I had brought my most recent literary attempt with me, not realizing what storytelling was all about, but they encouraged me to read it to them anyway, and I did so. Here it is:

Nohoch Mul

     The guide book did not number the limestone steps, nor would it likely have been able to, considering how many of them were eroded by nature or missing due to vandalism. I did not count them either, more intent on not losing my precarious footing as I climbed, eschewing the stout rope in the middle so that other tourists might take advantage of that one amenity provided. The sign at the base of the pyramid had read “Climb monument at your own risk,” and that is exactly what we were all doing.

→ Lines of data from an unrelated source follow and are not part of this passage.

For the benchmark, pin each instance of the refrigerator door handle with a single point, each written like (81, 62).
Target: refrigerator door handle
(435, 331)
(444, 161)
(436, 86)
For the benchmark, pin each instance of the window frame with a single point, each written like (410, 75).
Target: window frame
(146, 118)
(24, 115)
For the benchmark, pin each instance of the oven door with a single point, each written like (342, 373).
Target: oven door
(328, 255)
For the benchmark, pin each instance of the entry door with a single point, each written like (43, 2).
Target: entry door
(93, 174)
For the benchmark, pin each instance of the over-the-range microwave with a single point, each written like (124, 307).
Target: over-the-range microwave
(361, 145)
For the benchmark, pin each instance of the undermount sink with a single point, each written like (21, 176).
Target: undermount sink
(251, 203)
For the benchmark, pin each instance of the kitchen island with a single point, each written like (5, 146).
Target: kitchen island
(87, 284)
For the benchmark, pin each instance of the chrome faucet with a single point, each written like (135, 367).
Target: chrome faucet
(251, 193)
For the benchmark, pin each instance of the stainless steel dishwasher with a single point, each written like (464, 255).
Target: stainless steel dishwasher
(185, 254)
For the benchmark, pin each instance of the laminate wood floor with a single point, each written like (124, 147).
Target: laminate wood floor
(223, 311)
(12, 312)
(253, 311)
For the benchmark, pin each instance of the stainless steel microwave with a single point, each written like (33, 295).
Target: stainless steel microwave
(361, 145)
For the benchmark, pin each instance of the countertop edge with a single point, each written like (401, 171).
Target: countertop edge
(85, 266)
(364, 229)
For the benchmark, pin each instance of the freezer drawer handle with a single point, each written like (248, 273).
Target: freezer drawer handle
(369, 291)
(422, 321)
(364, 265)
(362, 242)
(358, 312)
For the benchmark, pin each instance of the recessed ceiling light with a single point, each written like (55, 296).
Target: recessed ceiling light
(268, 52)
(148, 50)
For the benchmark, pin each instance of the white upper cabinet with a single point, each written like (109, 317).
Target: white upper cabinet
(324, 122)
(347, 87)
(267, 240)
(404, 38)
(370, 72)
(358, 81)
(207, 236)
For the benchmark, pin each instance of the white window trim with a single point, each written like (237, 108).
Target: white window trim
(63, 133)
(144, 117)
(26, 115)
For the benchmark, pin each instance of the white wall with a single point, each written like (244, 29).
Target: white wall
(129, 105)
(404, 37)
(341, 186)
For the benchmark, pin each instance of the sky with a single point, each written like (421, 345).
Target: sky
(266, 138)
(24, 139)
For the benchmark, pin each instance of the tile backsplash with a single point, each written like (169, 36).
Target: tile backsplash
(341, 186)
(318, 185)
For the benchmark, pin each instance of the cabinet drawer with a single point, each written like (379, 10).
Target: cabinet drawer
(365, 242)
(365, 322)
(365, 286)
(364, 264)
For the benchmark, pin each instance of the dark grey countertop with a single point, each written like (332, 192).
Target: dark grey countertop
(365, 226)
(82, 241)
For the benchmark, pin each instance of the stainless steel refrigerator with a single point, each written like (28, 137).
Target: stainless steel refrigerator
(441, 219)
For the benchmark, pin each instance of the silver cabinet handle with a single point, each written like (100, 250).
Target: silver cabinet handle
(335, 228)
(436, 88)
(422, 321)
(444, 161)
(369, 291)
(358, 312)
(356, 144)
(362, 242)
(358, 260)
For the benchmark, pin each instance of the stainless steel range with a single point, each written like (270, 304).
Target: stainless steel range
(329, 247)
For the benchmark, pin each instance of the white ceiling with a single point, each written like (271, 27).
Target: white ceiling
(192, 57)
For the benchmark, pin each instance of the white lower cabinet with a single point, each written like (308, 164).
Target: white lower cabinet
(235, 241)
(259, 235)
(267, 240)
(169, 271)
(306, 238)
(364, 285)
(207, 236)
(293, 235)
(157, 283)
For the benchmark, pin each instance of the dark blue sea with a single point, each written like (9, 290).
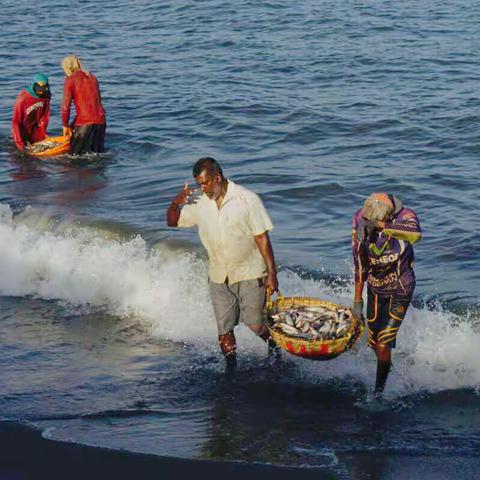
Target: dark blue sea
(107, 333)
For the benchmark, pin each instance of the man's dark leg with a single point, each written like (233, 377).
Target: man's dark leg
(273, 349)
(228, 345)
(384, 363)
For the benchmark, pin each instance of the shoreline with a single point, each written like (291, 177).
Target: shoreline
(25, 454)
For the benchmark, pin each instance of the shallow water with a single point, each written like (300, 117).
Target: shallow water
(108, 336)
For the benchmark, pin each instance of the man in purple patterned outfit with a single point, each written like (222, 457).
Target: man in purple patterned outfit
(382, 244)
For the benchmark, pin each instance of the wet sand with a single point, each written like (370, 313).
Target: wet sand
(25, 454)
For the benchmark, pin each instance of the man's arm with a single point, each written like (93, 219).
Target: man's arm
(266, 250)
(360, 265)
(173, 212)
(66, 103)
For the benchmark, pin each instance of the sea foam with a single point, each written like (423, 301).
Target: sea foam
(167, 290)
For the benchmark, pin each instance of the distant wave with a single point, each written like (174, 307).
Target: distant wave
(437, 350)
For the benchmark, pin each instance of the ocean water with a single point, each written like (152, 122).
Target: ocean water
(108, 336)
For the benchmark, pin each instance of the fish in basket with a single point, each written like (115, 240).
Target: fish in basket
(312, 328)
(49, 147)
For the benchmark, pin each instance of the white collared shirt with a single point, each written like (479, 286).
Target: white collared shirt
(228, 232)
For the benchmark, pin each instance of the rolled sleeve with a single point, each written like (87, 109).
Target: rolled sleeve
(188, 216)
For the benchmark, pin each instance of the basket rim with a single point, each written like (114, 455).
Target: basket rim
(312, 300)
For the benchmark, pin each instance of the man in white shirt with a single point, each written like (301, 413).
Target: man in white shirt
(233, 226)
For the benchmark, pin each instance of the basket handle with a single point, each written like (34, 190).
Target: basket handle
(269, 301)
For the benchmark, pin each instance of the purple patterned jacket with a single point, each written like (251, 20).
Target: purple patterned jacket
(385, 259)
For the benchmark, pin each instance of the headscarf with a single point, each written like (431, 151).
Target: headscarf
(41, 80)
(380, 206)
(72, 64)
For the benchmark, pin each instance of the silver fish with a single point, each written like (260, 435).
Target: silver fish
(288, 328)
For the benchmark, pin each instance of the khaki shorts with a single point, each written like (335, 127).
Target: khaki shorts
(239, 302)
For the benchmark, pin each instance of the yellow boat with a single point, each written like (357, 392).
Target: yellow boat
(50, 146)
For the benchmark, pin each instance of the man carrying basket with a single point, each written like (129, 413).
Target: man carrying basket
(233, 226)
(382, 244)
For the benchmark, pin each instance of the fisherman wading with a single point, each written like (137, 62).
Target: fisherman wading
(233, 226)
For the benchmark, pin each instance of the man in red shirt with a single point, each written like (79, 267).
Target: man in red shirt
(31, 113)
(81, 87)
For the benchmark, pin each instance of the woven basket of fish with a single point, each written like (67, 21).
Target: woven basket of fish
(50, 146)
(312, 328)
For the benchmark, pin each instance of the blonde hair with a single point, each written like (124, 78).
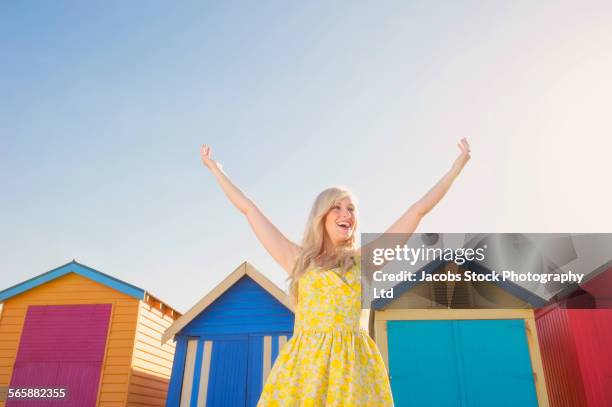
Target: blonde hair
(314, 239)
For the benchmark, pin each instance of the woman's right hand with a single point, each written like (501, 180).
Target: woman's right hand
(205, 155)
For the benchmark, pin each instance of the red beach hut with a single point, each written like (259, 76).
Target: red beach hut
(575, 333)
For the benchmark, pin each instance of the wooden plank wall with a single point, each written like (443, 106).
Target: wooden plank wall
(152, 361)
(75, 289)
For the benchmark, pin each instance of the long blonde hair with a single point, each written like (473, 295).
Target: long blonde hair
(313, 241)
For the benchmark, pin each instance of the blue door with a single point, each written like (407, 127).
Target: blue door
(467, 363)
(227, 384)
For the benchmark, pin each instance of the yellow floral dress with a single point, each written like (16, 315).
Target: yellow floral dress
(329, 361)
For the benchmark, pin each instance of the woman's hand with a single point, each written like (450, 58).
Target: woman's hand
(208, 162)
(464, 156)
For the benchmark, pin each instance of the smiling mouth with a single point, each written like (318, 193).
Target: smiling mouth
(344, 225)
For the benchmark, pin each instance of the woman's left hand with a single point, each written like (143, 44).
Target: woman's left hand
(464, 156)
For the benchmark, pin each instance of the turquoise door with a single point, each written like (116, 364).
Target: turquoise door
(467, 363)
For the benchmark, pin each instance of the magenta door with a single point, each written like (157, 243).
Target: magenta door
(62, 346)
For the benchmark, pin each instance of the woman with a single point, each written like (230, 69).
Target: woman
(329, 360)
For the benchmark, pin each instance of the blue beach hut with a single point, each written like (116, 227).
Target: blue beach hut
(460, 343)
(226, 344)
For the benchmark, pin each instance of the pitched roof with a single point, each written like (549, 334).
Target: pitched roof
(245, 269)
(85, 271)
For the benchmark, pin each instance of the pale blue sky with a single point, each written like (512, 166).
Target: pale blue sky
(103, 107)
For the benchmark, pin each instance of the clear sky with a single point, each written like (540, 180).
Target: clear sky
(104, 105)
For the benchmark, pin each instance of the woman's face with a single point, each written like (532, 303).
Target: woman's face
(340, 221)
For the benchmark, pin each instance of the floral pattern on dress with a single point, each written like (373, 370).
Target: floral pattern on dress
(329, 361)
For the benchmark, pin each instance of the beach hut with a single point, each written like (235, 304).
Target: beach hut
(78, 329)
(575, 333)
(460, 343)
(226, 344)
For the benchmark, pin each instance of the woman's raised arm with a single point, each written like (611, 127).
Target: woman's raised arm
(408, 222)
(280, 248)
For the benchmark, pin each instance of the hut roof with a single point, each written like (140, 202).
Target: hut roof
(85, 271)
(245, 269)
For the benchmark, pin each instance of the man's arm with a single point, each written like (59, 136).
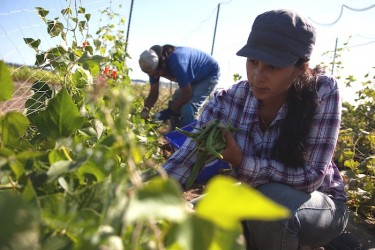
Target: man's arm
(186, 94)
(151, 99)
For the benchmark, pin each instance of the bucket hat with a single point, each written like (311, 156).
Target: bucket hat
(280, 38)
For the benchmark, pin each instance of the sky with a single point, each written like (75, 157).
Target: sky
(192, 23)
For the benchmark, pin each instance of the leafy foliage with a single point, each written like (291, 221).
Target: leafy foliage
(79, 169)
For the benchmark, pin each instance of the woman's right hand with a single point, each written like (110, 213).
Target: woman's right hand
(232, 154)
(145, 114)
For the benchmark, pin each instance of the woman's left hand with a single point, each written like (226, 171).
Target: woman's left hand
(232, 154)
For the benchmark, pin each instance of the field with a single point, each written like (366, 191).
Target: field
(80, 169)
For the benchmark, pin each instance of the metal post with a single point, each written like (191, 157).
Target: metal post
(130, 17)
(334, 57)
(217, 17)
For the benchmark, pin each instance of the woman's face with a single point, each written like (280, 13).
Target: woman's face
(268, 82)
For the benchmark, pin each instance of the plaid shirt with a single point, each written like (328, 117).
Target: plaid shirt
(239, 106)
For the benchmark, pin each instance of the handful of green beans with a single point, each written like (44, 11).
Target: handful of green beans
(210, 142)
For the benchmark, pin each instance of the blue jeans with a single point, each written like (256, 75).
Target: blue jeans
(200, 93)
(316, 220)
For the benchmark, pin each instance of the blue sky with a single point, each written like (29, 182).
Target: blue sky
(192, 22)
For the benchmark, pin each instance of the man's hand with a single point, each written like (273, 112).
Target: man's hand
(232, 154)
(163, 115)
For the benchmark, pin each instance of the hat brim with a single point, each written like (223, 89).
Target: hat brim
(268, 55)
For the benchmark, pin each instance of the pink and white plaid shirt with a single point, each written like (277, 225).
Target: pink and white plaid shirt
(239, 106)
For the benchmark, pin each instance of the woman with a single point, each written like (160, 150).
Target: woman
(288, 119)
(196, 73)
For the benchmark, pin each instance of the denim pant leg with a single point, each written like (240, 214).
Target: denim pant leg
(200, 93)
(316, 220)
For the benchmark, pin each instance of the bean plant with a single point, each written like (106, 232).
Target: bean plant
(79, 168)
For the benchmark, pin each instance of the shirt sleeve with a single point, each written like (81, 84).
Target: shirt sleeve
(321, 146)
(179, 165)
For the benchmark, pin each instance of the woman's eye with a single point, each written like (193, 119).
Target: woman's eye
(252, 61)
(274, 67)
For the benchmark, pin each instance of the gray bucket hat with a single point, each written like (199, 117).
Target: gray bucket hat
(148, 60)
(280, 38)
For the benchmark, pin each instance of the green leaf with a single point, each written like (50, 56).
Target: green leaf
(245, 203)
(61, 168)
(42, 12)
(54, 27)
(19, 228)
(13, 126)
(6, 83)
(61, 118)
(163, 196)
(32, 43)
(91, 63)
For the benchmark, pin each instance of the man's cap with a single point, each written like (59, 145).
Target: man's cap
(280, 38)
(148, 61)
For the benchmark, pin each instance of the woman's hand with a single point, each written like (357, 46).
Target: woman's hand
(145, 114)
(232, 154)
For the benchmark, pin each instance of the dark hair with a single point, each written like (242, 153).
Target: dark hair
(291, 146)
(163, 53)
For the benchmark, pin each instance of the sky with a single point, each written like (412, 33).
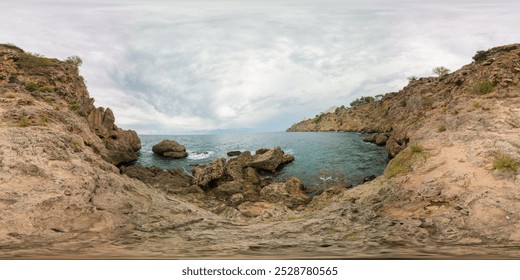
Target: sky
(181, 67)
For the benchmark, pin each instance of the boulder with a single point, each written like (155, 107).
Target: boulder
(395, 145)
(121, 144)
(378, 139)
(233, 153)
(170, 149)
(205, 174)
(173, 180)
(268, 161)
(235, 166)
(289, 193)
(286, 158)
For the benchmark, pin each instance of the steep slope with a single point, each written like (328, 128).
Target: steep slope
(456, 144)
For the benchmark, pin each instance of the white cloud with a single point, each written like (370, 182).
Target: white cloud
(176, 66)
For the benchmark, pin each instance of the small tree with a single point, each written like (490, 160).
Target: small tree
(412, 78)
(441, 71)
(480, 56)
(76, 60)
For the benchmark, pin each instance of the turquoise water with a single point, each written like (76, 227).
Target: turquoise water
(321, 157)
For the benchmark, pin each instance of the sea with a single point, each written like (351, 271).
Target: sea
(321, 158)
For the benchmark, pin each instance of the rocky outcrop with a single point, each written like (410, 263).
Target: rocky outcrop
(170, 149)
(377, 138)
(174, 180)
(289, 193)
(206, 175)
(268, 160)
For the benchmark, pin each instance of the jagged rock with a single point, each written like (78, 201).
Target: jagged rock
(235, 166)
(378, 139)
(261, 151)
(171, 149)
(287, 158)
(289, 193)
(206, 174)
(234, 153)
(121, 144)
(395, 145)
(269, 160)
(251, 176)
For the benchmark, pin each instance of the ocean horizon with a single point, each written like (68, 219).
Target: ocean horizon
(321, 158)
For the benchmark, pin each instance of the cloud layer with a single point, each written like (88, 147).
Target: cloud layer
(179, 66)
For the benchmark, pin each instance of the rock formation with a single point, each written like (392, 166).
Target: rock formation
(451, 189)
(170, 149)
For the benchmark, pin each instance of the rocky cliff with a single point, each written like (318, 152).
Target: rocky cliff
(450, 191)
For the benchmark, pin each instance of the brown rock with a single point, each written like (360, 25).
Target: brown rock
(205, 174)
(170, 148)
(289, 193)
(269, 160)
(233, 153)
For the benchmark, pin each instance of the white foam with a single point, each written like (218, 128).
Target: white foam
(199, 155)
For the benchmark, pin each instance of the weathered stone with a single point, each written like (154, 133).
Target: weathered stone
(175, 155)
(170, 148)
(289, 193)
(269, 160)
(233, 153)
(205, 174)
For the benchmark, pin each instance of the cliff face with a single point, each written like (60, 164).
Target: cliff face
(455, 139)
(451, 190)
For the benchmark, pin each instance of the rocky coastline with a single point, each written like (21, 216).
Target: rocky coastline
(450, 190)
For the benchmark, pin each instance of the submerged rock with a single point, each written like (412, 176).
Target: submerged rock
(170, 149)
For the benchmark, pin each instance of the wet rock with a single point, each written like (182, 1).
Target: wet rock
(170, 149)
(268, 161)
(206, 174)
(289, 193)
(369, 178)
(233, 153)
(235, 166)
(378, 139)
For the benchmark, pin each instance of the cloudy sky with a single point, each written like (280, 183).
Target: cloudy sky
(174, 67)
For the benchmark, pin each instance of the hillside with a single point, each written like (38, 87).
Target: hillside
(66, 190)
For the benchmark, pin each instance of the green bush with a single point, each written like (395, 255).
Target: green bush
(31, 86)
(25, 121)
(44, 120)
(483, 87)
(46, 89)
(441, 71)
(75, 60)
(362, 100)
(480, 56)
(30, 60)
(405, 160)
(505, 162)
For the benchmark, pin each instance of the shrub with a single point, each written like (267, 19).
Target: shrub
(362, 100)
(480, 56)
(412, 78)
(44, 120)
(30, 60)
(483, 87)
(75, 60)
(46, 89)
(317, 119)
(25, 121)
(441, 71)
(405, 160)
(9, 95)
(31, 86)
(11, 46)
(505, 162)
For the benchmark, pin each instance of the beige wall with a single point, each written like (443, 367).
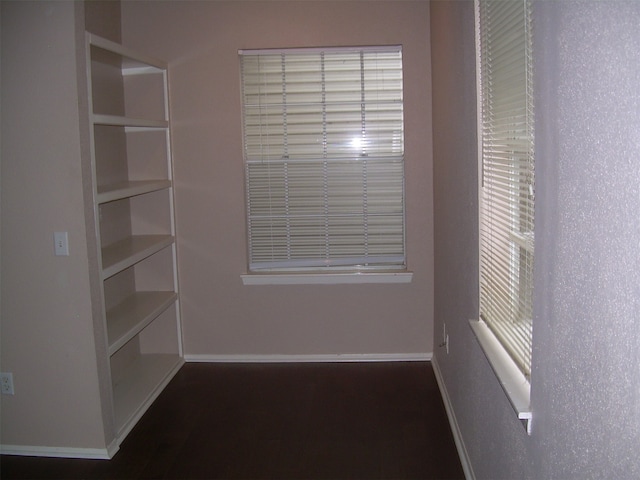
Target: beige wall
(46, 318)
(200, 40)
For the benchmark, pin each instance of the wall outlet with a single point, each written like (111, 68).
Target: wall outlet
(6, 383)
(61, 243)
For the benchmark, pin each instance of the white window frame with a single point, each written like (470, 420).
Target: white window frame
(259, 156)
(513, 377)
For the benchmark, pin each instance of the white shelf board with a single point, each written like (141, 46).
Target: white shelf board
(119, 121)
(118, 191)
(125, 253)
(130, 58)
(134, 392)
(130, 317)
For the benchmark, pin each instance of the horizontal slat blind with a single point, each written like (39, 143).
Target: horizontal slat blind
(507, 199)
(324, 147)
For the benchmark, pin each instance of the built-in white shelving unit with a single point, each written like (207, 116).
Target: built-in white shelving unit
(135, 226)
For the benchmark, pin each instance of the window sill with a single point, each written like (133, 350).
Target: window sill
(341, 278)
(512, 380)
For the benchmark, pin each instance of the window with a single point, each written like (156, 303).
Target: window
(507, 174)
(324, 159)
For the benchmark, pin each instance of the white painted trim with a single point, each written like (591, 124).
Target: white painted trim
(60, 452)
(453, 422)
(325, 278)
(319, 358)
(513, 382)
(308, 50)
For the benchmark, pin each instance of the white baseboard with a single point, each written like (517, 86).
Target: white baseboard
(320, 358)
(453, 422)
(60, 452)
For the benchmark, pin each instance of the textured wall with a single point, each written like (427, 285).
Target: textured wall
(200, 40)
(585, 381)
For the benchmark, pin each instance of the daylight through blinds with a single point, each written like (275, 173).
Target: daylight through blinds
(507, 192)
(324, 158)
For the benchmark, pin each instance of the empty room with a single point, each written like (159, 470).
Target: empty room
(320, 239)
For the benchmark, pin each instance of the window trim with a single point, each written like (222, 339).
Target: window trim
(516, 386)
(358, 270)
(327, 278)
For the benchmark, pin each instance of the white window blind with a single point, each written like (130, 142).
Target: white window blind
(324, 158)
(507, 191)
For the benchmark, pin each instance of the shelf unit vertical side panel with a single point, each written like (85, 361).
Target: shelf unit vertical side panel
(94, 246)
(172, 193)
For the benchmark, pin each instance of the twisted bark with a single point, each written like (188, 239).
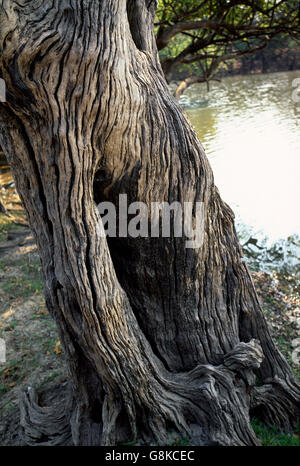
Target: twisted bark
(155, 335)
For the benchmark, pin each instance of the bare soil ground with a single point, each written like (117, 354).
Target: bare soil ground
(33, 351)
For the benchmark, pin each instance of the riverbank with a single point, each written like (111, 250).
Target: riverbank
(34, 354)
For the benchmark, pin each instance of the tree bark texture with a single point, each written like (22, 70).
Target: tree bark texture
(156, 336)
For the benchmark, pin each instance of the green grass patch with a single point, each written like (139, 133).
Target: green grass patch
(271, 436)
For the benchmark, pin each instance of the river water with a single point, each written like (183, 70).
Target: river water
(250, 129)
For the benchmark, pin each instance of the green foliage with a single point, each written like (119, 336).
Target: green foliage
(197, 36)
(271, 436)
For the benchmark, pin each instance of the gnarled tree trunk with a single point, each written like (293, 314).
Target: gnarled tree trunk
(156, 336)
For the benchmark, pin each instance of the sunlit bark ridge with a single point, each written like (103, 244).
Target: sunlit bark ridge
(156, 336)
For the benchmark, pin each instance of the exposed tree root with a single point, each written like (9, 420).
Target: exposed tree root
(209, 404)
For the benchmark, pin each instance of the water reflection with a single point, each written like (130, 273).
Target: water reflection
(250, 131)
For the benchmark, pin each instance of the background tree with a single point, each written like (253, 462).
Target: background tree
(211, 32)
(155, 336)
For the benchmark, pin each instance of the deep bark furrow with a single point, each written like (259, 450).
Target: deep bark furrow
(148, 326)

     Nohoch Mul, thought to be the tallest Mayan structure in the Yucatan peninsula until the discovery of a taller just recently, is the largest building of the Coba group, measuring an impressive 138 feet in height. Only three sides of it are accessible, the rear being overgrown by the jungle that has overtaken almost all of what was at one time a huge complex of buildings: ceremonial, civic, and domestic.

     Later I learned from the guide book how pottery shards dated the site’s origins from 100 BC to 200 AD. The small settlement situated between two freshwater lagoons grew into an enormous, sprawling complex of villages connected by raised limestone roads called sacbeoob from 250 to 600 AD, reaching its architectural peak at the end of the Mayan Classic period (800-1000 AD). The structures themselves were erected from regularly-faced limestone covered with stucco, adorned with intricate carvings and coloured paint. Inside the buildings, walls were decorated with friezes and frescoes.

     The limestone of the Yucatan is soft and easy to work with, but the same properties that make it an ideal building material also make it subject to erosion. Centuries of weathering have worn away carvings and inscriptions that once recorded historical events, births, deaths, marriages, ascents to power, conquests and significant astronomical events. The rules for the famous ball game, carved into the side of the playing court, are illegible.

     When European explorers rediscovered Coba in the mid-1800’s, they had to hack their way through jungle which had overgrown the once-mighty city. The natural flora consists of ramón, cedar, mahogany, zapote and huano, a palm whose leaves are used for thatch. Making their homes in the herbage could be found deer, badger, armadillo, mountain hog, skunk, snakes and different kinds of birds, including partridge, parrot and wild turkey. As few as 25 years ago there were still jaguar in the jungle. The day that I was there, we espied a couple of turkeys among the trees.

     Eventually I reached the top of Nohoch Mul, a platform upon which stands a small stone building with a vaulted roof, decorated with one of the “descending gods” seen throughout Mayan ruins, and I had an opportunity to turn around and survey the view. I tried to imagine how it would have looked 600 years ago just before the Spanish arrived on America’s shores. Great stone buildings and smaller wooden structures with thatched roofs would have lined great white roads of raised limestone that stretched in some cases for hundreds of miles. There would have been hundreds of people milling about in colourful garments: priests, kings, aristocracy and ordinary citizenry, as well as slaves captured in war.

     I tried to see all this, but sadly, I saw none of it. Looking across from the summit of Nohoch Mul one sees virtually unbroken jungle. There is no evidence of any of the things I hoped to find, only nature taking over what man has abandoned. I could not help but think of the final lines of Shelley’s Ozymandias:

Nothing beside remains. Round the decay Of that colossal wreck, boundless and bare The lone and level sands stretch far away.